Quel substitut donner à la volonté du malade lorsque celui-ci est dans l’impossibilité de l’exprimer ? Quelle autorité reconnaître à la parole de ses proches, pour autant qu’ils ne se contredisent pas ?

Cette proposition de loi ne pourra répondre à toutes ces questions, ce que n’ont pas fait non plus les textes précédents, d'ailleurs. Le Président de la République, le Gouvernement et l’Assemblée nationale n’ont pas voulu introduire dans notre droit, me semble-t-il, l’euthanasie, le suicide assisté ou toute forme de droit à se faire donner la mort.

À proximité de la mort et face à elle, nul ne détient la vérité.

La commission des affaires sociales du Sénat approuve la position prise par les rapporteurs. J’espère que cette position sera aussi celle de notre Haute Assemblée, car, comme je l’ai déjà exprimé à plusieurs reprises à cette tribune, je ne crois pas qu’il appartienne à notre société d’instaurer, fût-ce dans le contexte dramatique des souffrances et des angoisses d’une fin de vie, un droit d’administrer la mort. N’instrumentalisons pas le concept de dignité en inscrivant dans la loi les éléments favorables à une dépénalisation de l’euthanasie.
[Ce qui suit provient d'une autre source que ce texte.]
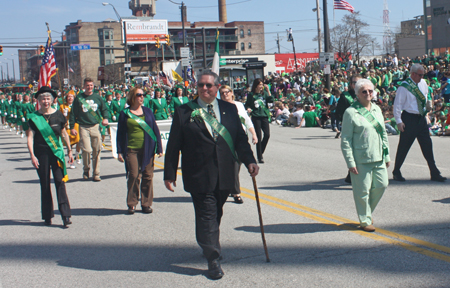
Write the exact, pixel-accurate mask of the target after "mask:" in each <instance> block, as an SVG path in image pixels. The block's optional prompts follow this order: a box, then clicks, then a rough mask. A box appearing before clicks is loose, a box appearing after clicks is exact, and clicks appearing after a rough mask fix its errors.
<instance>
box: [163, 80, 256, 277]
mask: <svg viewBox="0 0 450 288" xmlns="http://www.w3.org/2000/svg"><path fill="white" fill-rule="evenodd" d="M218 90H219V77H218V76H217V75H216V74H215V73H213V72H205V73H203V74H202V75H201V76H200V78H199V81H198V94H199V97H198V98H197V99H196V100H194V101H192V103H188V104H184V105H182V106H180V107H178V108H177V109H176V110H175V112H174V118H173V121H172V127H171V129H170V137H169V141H168V143H167V149H166V156H165V167H164V184H165V186H166V188H167V189H168V190H170V191H172V192H173V187H172V184H173V185H174V186H176V185H175V180H176V178H177V177H176V176H177V168H178V159H179V152H180V151H181V154H182V158H181V169H182V171H183V184H184V190H186V191H187V192H189V193H191V197H192V202H193V203H194V208H195V219H196V220H195V224H196V237H197V243H198V244H199V245H200V247H201V248H202V249H203V254H204V255H205V257H206V259H207V260H208V274H209V277H210V278H212V279H220V278H222V276H223V271H222V269H221V267H220V261H219V257H220V256H221V255H220V254H221V249H220V243H219V225H220V219H221V217H222V207H223V205H224V204H225V201H226V199H227V198H228V195H229V194H230V193H231V192H232V191H233V188H234V186H235V171H234V169H235V167H236V165H235V161H236V160H235V157H234V156H235V152H236V154H237V155H238V158H239V160H240V161H241V162H242V163H244V164H245V166H246V167H247V169H248V171H249V173H250V175H251V176H256V175H257V174H258V171H259V167H258V165H257V164H256V160H255V158H254V157H253V152H252V150H251V148H250V144H249V143H248V137H247V135H246V134H245V132H244V130H243V129H242V125H241V122H240V118H239V115H238V112H237V109H236V106H235V105H234V104H231V103H228V102H225V101H222V100H217V99H216V96H217V92H218ZM193 105H194V106H193ZM211 105H212V106H211ZM193 108H194V109H195V108H198V109H203V110H201V112H203V111H204V112H205V113H209V115H212V116H213V117H215V118H216V119H217V122H218V123H217V124H219V126H220V125H223V127H225V128H226V129H225V130H226V132H225V134H224V133H222V134H221V133H218V132H217V130H216V129H213V128H212V126H216V125H214V124H213V125H210V124H209V123H207V121H205V120H204V118H201V117H200V116H194V115H195V113H194V115H192V112H193V111H194V109H193ZM199 111H200V110H199ZM199 114H201V113H199ZM216 128H217V127H216ZM226 140H228V142H227V141H226ZM231 143H232V144H231ZM230 144H231V145H230ZM233 144H234V145H233ZM230 146H231V147H230ZM233 146H234V147H233ZM232 150H235V151H232Z"/></svg>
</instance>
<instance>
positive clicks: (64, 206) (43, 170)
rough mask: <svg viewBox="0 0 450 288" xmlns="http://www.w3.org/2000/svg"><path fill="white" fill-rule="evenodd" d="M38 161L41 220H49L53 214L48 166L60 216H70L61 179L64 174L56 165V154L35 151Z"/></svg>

Le droit de vivre est-il contestable ? Je ne crois pas qu’une telle mission puisse être assignée à des médecins, des infirmiers ou tout autre personnel soignant. Je ne crois pas davantage que le suicide, qui reste une liberté, puisse devenir un droit, même dans les circonstances spécifiques des phases ultimes de la maladie.

Pour autant, faut-il se satisfaire des conditions actuelles de fin de vie de nos concitoyens ? Certainement pas. Nombre d’orateurs l’ont exprimé avant moi. J’approuve sur ce point ce qui a été dit par nos rapporteurs, par les auteurs de la proposition de loi, lorsque nous les avons reçus devant la commission des affaires sociales, et par les experts les plus qualifiés, qui ont souligné au cours des derniers mois nos carences dans la diffusion des soins palliatifs comme dans la connaissance et dans l’application de toutes les dispositions de la loi de 2005.

Le premier mérite de cette proposition de loi Claeys-Leonetti, à mes yeux, tient justement à ce que sa préparation a de nouveau mis en lumière des faiblesses auxquelles il est indispensable et urgent de remédier.

Son examen est l’occasion de réaffirmer devant le Parlement, mais aussi au-delà, auprès du monde médical et de l’ensemble de la société, la nécessité de donner son plein effet au cadre législatif mis en place en 1999, en 2002, puis en 2005.

L’élaboration d’un nouveau plan triennal de développement des soins palliatifs, dont vous venez de nous parler, madame la ministre, va dans ce sens. Je souhaite que ce débat soit l’occasion, pour le Gouvernement, d’en préciser le contenu et les moyens.

Il est à mon sens nécessaire de généraliser une culture palliative aujourd’hui encore trop cantonnée à des équipes spécialisées, en favorisant par la formation initiale et continue la connaissance de ces pratiques soignantes, mais aussi celle des dispositions législatives qui proscrivent l’obstination déraisonnable et définissent ce que doit être l’accompagnement des malades en fin de vie.